The Other Black Girl(83)
Leonard ventured to catch Amy’s eye and bow his head, but he said nothing. A member of the old guard of senior-level employees at Wagner, Leonard had headed the design department for nearly four decades, even won numerous awards for his innovative work on covers for books that would become classics. But he seemed truly, deeply unhappy, carried a limited number of smiles around in his pocket—at least when he was at the office—and only whipped them out at very particular occasions. Nella was quite positive he kept the majority of his smiles to himself, when he was alone in his office, door closed, creative gears turning.
Nella studied Leonard for a bit longer, taking in his unassuming checkered shirt, the golf pencil behind his ear, the gray hair that would have grown in patches on his scalp if he didn’t shave it regularly. His head, which almost always hung low. She was quite certain that he made three times what she made, probably more than that. She was also pretty sure that he didn’t have any children. Why didn’t he just retire? Was he simply holding on until he could physically hold on no longer? How could someone be so settled, but so clearly miserable?
Amy broke the awkward silence that had befallen the meeting since she posed her question. “Great. Vera, we’ve got some really awesome cover proposals for you this morning! You’re going to love them all, I promise. Len, hon, want to show us what you came up with for Needles and Pins?”
“Yes! Show me what ya got, Leonard!” Vera gave him a forceful wink, a peace offering after all the Sam Lewis drama she’d thrown his way. Nella found it unnatural, but there was an ever-so-slight decrease in Leonard’s hunch.
“Sure.” He unearthed a manila folder that had been sitting in his lap and showily pulled out three glossy pieces of paper. He stood and placed each page on the table, spinning them around so that they were facing Vera, with a slight tilt toward Richard.
“So, I’ve done up a few different approaches here,” Leonard said, swaying just a tiny bit left and a tiny bit right. “These first two are along a similar vein of his last few books: minimalistic, striking color dichotomies, sans serif. If we want to keep with the branding we started doing for him in 2011, we may want to go this route. I think readers who are used to his books looking a certain way—and readers who like having books that look like they belong together—will flock to something simple like this: melon-red words against a black backdrop.”
Should’ve made the words chartreuse, thought Nella sourly.
“Nice,” said Vera.
“The black background definitely works well with this topic. It’s desolate. It’s despair. It’s the opioid crisis,” added Josh.
Nella rolled her eyes at her lap.
“And then we have one other option, in case he decides he wants to completely dismantle the format that worked for his last few books. Here. This one isn’t even a little bit close to the route we’ve traditionally taken with Colin’s books, but I think it might be worth exploring.”
Nella looked at the piece of paper that Leonard was pointing at. Its background was a watercolor rendering of the American flag, with illustrations of various faces weaved among the red and white stripes so that only pieces of faces were visible.
Immediately, Nella was drawn to the third one—how fragmented, how disjointed it looked.
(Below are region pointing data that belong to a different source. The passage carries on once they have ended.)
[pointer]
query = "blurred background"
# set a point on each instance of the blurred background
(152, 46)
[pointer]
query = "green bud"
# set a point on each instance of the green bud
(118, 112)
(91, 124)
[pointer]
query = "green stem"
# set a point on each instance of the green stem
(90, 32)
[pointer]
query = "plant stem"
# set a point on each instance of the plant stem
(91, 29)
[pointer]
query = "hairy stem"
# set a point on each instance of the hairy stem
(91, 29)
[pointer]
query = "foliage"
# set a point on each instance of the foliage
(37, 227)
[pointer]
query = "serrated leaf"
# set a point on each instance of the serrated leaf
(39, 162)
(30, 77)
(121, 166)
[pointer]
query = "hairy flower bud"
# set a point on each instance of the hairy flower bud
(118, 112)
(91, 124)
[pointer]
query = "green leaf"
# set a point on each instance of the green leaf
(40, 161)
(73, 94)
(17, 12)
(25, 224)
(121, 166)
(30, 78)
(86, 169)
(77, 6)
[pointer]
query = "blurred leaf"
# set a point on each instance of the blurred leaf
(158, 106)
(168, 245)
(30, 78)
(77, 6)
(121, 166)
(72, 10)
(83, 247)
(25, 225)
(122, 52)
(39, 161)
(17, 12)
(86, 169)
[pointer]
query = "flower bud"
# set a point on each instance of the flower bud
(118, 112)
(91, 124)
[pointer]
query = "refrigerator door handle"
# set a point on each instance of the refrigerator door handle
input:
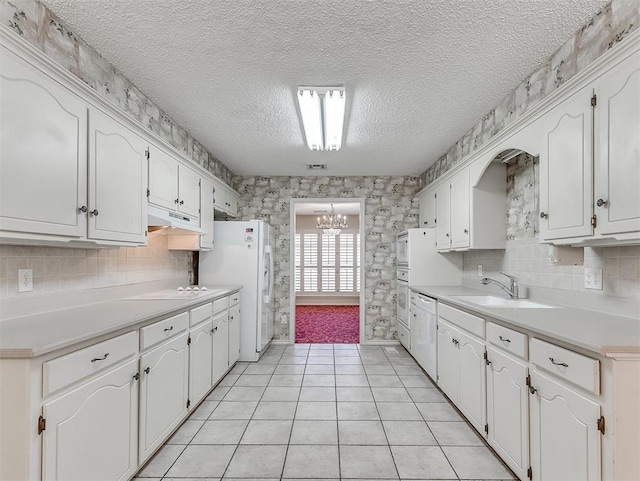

She leaned forward to examine the faces more closely, a decent indicator, she recognized, that someone might be inclined to do this in a bookstore. But suddenly she felt herself recoil, moving backward in her seat as quickly as she’d moved forward.
That was when she really saw it: The dark brown face. The wide nose. The thick lips. The wide-open, almost frightened eyes. The wild tufts of black hair pulled into Bantu knots. All presented in pieces, scattered among the stripes, but placed front and center.
Shartricia.
Hesitant, Nella peered over at the cover again to confirm that her gut had been right. No other character in the novel had been featured quite as prominently as the Black one. Shartricia was the most realized, the loudest on the page.
Nella glanced up across the table at Hazel, who raised her pierced eyebrow in reply.
“We’re thinking it could be smart to go for a new approach here,” Amy explained as Vera took in the two nontraditional covers with some hesitation. “This opioid crisis has been so debilitating to this country. It has painted so many Americans as being less than human. We thought that if consumers picked up this book and saw the array of people Colin writes about on the cover itself, they’d be inclined to spend more time with it.”
“I see.” Vera nodded, although she still didn’t seem too convinced. Her eyes were still trained on the cover. “Well, I will say, it really is a… different approach. Much more artistic than the others.”
“And with artsy covers, it can sometimes be a risk,” Josh said. “But I really dig this—from a marketing perspective at least. Did anyone see that recent article in BookCenter about how few books have characters of color on the cover?” Nella held her hand up directly in Josh’s line of vision, but he ignored it. “This is going to stand out from the pack. It’ll definitely be a draw for broader audiences of today—sort of like we discussed at our marketing meeting. But it also looks back unflinchingly on the past, forcing us to reckon with our country’s racist roots.”
You think so? Nella thought, scratching at an itch that had been set off by Josh’s showboating speech. She glanced across the table at Hazel again. But this time, Hazel was looking at Amy.